Mengapa Gatot Nurmantyo Dicopot? Mantan Asisten Habibie Beri Penjelasan

Mayor Jenderal TNI (purnawirawan) Tubagus Hasanuddin alias TB Hasanuddin, mantan ajudan presiden B. J. Habibie, buka-bukaan tentang sebab Jenderal (purnawirawan) Gatot Nurmantyo dicopot daripada jabatannya sebagai panglima TNI dalam masa Presiden Joko Widodo.

WE Online, Jakarta

Mayor Jenderal TNI (purnawirawan) Tubagus Hasanuddin alias TB Hasanuddin, mantan ajudan pemimpin B. J. Habibie, buka-bukaan mengenai sebab Jenderal (purnawirawan) Gatot Nurmantyo dicopot dari jabatannya sebagai panglima TNI di masa Presiden Joko Widodo.

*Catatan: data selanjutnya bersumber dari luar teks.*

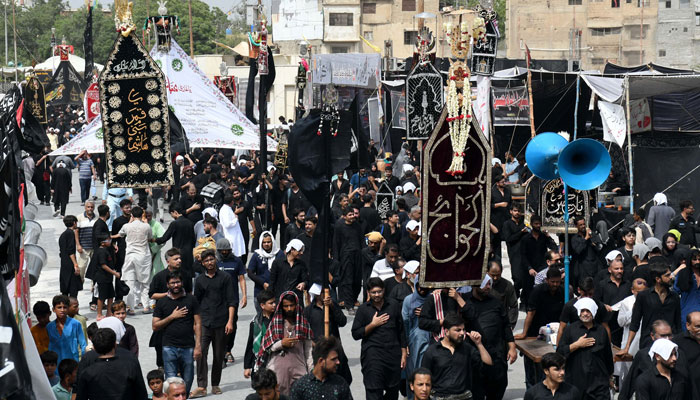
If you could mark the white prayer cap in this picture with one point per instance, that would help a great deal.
(660, 198)
(486, 281)
(412, 224)
(295, 244)
(411, 267)
(662, 347)
(586, 303)
(114, 324)
(611, 256)
(211, 211)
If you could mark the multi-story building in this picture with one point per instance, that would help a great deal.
(592, 32)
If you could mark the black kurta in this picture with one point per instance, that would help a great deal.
(380, 356)
(589, 368)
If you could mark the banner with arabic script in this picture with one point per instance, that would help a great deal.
(456, 211)
(134, 111)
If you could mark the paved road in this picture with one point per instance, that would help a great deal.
(233, 384)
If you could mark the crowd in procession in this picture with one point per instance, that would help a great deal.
(638, 290)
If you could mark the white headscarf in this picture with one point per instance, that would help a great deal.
(264, 254)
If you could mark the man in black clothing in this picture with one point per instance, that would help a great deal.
(586, 346)
(452, 363)
(214, 291)
(534, 247)
(662, 381)
(384, 348)
(512, 232)
(497, 338)
(685, 224)
(584, 255)
(658, 302)
(182, 232)
(323, 382)
(553, 386)
(544, 306)
(111, 376)
(347, 244)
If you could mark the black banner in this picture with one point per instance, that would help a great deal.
(135, 122)
(511, 106)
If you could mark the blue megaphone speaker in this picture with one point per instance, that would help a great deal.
(583, 164)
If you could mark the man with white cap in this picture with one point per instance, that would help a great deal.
(660, 215)
(663, 381)
(496, 336)
(586, 346)
(410, 244)
(290, 273)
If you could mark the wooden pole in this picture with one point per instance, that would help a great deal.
(189, 8)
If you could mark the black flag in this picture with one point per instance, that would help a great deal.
(87, 46)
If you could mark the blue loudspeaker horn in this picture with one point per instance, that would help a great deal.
(583, 164)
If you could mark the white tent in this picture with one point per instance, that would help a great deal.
(77, 62)
(208, 117)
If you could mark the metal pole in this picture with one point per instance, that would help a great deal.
(629, 142)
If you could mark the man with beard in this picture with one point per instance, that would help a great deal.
(545, 305)
(512, 232)
(584, 255)
(378, 324)
(182, 232)
(286, 346)
(534, 248)
(497, 339)
(685, 224)
(453, 363)
(663, 380)
(347, 244)
(323, 382)
(553, 386)
(586, 346)
(658, 302)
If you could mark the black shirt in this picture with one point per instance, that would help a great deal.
(215, 296)
(542, 392)
(547, 307)
(648, 308)
(309, 387)
(451, 372)
(179, 332)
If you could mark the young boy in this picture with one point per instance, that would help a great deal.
(49, 359)
(42, 313)
(65, 334)
(68, 371)
(129, 340)
(258, 326)
(69, 279)
(155, 380)
(104, 275)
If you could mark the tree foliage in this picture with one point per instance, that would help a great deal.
(34, 28)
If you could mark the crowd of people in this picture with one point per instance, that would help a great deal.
(638, 290)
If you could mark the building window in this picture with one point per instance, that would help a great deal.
(409, 37)
(605, 31)
(340, 19)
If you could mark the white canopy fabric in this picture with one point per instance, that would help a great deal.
(208, 117)
(77, 62)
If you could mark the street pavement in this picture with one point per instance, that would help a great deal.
(233, 384)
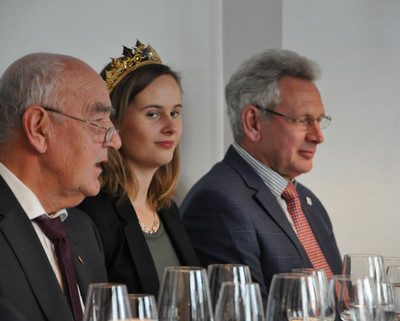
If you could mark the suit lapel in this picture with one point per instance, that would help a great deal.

TB Hasanuddin sekalian membantah klaim Gatot kalau sang jenderal diberhentikan akibat melaksanakan gerakan atau seruan menonton beriringan film Gerakan 30 September atau G-30-S/PKI. Pemecatan Gatot, katanya, tak ada hubungannya dengan ajakan menonton film G-30-S/PKI seperti yang diceritakan. Gatot saat itu diberhentikan murni karena telah memasuki masa pensiun sebagai prajurit TNI.

Baca Juga: Gatot Nurmantyo Singgung PKI ke Jokowi, PDIP: PKI Udah Nggak Laku

“Tak ada hubungannya sama sekali. Yang bersangkutan (Gatot Nurmantyo) memang sudah mendekati lengkap masa jabatannya dan akan cepat memasuki masa pensiun, ” sekapur Hasanuddin kepada wartawan, Kamis (24/9/2020).

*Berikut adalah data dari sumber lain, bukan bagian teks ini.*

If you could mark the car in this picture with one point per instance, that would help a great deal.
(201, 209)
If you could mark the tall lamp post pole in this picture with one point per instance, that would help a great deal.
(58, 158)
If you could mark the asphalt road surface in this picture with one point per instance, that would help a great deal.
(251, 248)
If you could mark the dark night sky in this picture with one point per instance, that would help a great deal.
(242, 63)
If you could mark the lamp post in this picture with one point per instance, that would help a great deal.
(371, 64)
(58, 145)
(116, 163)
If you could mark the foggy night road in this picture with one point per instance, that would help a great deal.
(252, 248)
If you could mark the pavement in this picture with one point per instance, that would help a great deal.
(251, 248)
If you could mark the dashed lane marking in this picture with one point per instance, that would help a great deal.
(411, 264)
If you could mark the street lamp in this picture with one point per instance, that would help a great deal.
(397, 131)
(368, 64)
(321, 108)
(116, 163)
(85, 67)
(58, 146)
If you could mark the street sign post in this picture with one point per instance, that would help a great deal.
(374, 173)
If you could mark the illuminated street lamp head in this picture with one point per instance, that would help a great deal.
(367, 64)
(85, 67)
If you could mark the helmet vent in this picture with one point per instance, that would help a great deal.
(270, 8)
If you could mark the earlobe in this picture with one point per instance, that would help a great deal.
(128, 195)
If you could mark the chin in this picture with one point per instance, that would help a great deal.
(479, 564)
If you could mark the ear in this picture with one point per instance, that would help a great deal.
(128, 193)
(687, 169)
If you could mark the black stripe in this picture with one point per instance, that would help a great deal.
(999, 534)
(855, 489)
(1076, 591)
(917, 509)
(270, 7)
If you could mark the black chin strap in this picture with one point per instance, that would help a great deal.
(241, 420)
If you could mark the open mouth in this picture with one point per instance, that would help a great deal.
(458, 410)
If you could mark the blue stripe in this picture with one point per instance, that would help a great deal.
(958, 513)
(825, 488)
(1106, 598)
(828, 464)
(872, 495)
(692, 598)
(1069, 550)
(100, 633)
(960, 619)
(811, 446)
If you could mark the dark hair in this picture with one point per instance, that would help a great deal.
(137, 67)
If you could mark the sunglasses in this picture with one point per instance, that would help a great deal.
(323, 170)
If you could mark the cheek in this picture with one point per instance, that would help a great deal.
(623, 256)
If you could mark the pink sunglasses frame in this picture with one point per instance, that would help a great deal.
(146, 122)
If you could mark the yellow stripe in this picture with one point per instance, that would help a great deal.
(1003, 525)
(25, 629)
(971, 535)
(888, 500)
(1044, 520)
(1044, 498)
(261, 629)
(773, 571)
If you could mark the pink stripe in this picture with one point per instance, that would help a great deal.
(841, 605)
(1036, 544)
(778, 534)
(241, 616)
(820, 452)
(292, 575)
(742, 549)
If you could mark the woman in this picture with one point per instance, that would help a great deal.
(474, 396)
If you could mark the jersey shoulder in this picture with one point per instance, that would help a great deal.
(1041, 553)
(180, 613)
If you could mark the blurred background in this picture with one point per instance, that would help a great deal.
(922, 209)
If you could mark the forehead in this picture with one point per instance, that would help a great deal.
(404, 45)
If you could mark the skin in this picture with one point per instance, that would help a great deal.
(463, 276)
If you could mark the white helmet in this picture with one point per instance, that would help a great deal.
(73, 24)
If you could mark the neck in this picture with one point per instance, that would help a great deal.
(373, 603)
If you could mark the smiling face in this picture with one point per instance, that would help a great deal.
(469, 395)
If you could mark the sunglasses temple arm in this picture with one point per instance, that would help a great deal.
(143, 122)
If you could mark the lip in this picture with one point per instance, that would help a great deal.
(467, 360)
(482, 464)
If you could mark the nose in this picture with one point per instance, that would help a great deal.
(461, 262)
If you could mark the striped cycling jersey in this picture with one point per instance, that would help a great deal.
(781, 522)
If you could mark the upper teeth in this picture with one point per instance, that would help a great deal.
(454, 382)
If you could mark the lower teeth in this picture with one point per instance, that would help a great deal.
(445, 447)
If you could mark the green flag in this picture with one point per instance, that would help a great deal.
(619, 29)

Gatot, katanya, menjabat panglima TNI pada 8 Juli 2015 dan pergantian panglima TNI dilakukan pada 8 Desember 2017. Jika dilihat dari tahun kelahiran Gatot, yakni 13 Maret 1960, sang jenderal mestinya pensiun dalam 1 April 2018.

“Kalau dihitung setelah selesai melaksanakan jabatan jadi panglima TNI, sedang ada sisa waktu tiga bulan sampai dengan akhir Maret, tapi itu hal yang lumrah. Tidak harus lepas jabatan itu langsung pada masa pensiun; banyak perwira tinggi sebelum pensiun sudah mengakhiri jabatannya, ” ujar Hasanuddin dengan juga anggota Komisi I DPR RI Fraksi PDIP.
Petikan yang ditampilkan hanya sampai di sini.